In Romania the GDP per capita expressed in purchasing power parity (PPP) represents 55 per cent of the European Union average. It will approach 70 per cent of the EU average around 2020, Public Finance Ministry (MFP) secretary of state Daniela Pescaru stated at a special conference.
“The GDP per capita expressed in purchasing power parity is for Romania 55 per cent of the EU average. We have a 45-percentage-point lag behind the EU average. Estimates point to the fact that Romania will approach 70 per cent of the EU average around 2020. Structural reforms stimulate real convergence, namely GDP per capita, the result being a rise in incomes which leads to a rise in budget revenues, which in turn lowers the budget deficit and the public debt,” Pescaru said.
She pointed out that MFP’s priorities are the pension system, health expenditures and the public debt.

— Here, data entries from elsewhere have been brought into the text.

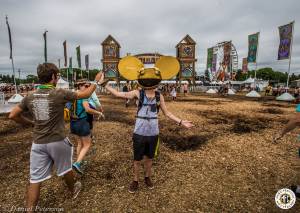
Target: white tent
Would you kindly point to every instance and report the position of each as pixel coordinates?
(211, 91)
(285, 97)
(62, 84)
(17, 98)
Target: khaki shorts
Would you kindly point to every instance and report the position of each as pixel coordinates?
(44, 156)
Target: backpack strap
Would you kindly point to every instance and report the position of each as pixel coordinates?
(141, 100)
(157, 97)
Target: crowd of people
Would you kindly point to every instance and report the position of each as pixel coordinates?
(51, 148)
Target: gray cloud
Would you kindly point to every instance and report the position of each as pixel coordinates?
(143, 26)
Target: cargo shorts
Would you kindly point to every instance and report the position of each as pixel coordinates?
(44, 156)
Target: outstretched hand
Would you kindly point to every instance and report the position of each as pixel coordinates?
(187, 124)
(276, 138)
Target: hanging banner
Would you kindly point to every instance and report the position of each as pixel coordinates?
(209, 58)
(227, 52)
(78, 56)
(245, 65)
(70, 65)
(286, 37)
(252, 47)
(214, 63)
(87, 62)
(9, 36)
(65, 53)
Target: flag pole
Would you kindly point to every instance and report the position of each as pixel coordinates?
(290, 56)
(11, 55)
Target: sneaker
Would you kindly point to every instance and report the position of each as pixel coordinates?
(134, 186)
(77, 189)
(149, 183)
(296, 190)
(77, 167)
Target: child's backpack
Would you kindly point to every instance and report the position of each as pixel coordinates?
(141, 100)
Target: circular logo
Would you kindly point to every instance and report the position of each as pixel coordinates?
(285, 198)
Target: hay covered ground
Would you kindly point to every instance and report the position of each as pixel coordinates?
(226, 163)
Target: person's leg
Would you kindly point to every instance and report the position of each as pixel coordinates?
(148, 166)
(86, 144)
(33, 193)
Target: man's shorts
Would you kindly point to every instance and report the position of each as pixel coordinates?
(44, 156)
(80, 127)
(144, 146)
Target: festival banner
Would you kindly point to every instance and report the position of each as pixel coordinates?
(214, 63)
(252, 47)
(65, 53)
(9, 35)
(245, 65)
(70, 65)
(45, 45)
(87, 62)
(286, 38)
(227, 52)
(78, 56)
(209, 58)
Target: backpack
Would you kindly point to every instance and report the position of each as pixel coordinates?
(141, 100)
(70, 111)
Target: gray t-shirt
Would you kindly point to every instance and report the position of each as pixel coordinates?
(47, 109)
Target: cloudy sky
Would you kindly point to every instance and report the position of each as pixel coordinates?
(143, 26)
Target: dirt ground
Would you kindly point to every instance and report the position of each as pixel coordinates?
(226, 163)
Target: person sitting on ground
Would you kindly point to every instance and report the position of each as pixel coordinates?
(146, 131)
(80, 127)
(292, 124)
(50, 145)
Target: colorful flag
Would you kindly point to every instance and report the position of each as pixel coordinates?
(9, 35)
(252, 47)
(87, 62)
(70, 65)
(245, 65)
(65, 53)
(214, 63)
(227, 53)
(78, 56)
(45, 45)
(209, 58)
(286, 38)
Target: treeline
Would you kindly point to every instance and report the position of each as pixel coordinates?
(10, 79)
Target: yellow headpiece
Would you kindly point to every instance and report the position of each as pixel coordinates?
(131, 68)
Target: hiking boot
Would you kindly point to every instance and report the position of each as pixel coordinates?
(77, 189)
(77, 167)
(134, 186)
(149, 183)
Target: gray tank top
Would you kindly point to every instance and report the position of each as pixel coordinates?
(146, 123)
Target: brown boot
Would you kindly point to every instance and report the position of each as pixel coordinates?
(149, 183)
(133, 187)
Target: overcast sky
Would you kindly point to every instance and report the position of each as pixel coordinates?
(143, 26)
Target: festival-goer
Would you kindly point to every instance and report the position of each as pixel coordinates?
(173, 93)
(145, 137)
(80, 126)
(292, 124)
(185, 89)
(50, 145)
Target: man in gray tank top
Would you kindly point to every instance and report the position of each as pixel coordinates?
(146, 131)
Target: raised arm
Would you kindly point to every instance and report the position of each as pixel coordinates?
(185, 123)
(88, 92)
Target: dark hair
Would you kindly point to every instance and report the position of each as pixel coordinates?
(45, 72)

“The pension system, health expenditures and the public debt are among the priorities we have. In what concerns the pensions and health expenditures, the long-term viability of public finances in what concerns costs related to population ageing is analyzed by the European Commission and by national experts within a working group set up at EC level. In Romania’s case, the 2015 report has revealed no short-term risks in what concerns sustainability, a low level of medium-term risks and a moderate risk for the 2060 horizon,” the MFP’s secretary of state explained.
Likewise, Pescaru talked about an estimate pointing to a public pension deficit of 1.2 per cent of GDP in 2060.
“In line with the forecasts for the new framework, it is estimated that the pension expenditures’ GDP share will be below the EU average for the entire period concerned. The public pension system’s deficit will reach 1.2 per cent of GDP in 2060 from a deficit of 2.3 per cent in 2013,” the MFP official pointed out.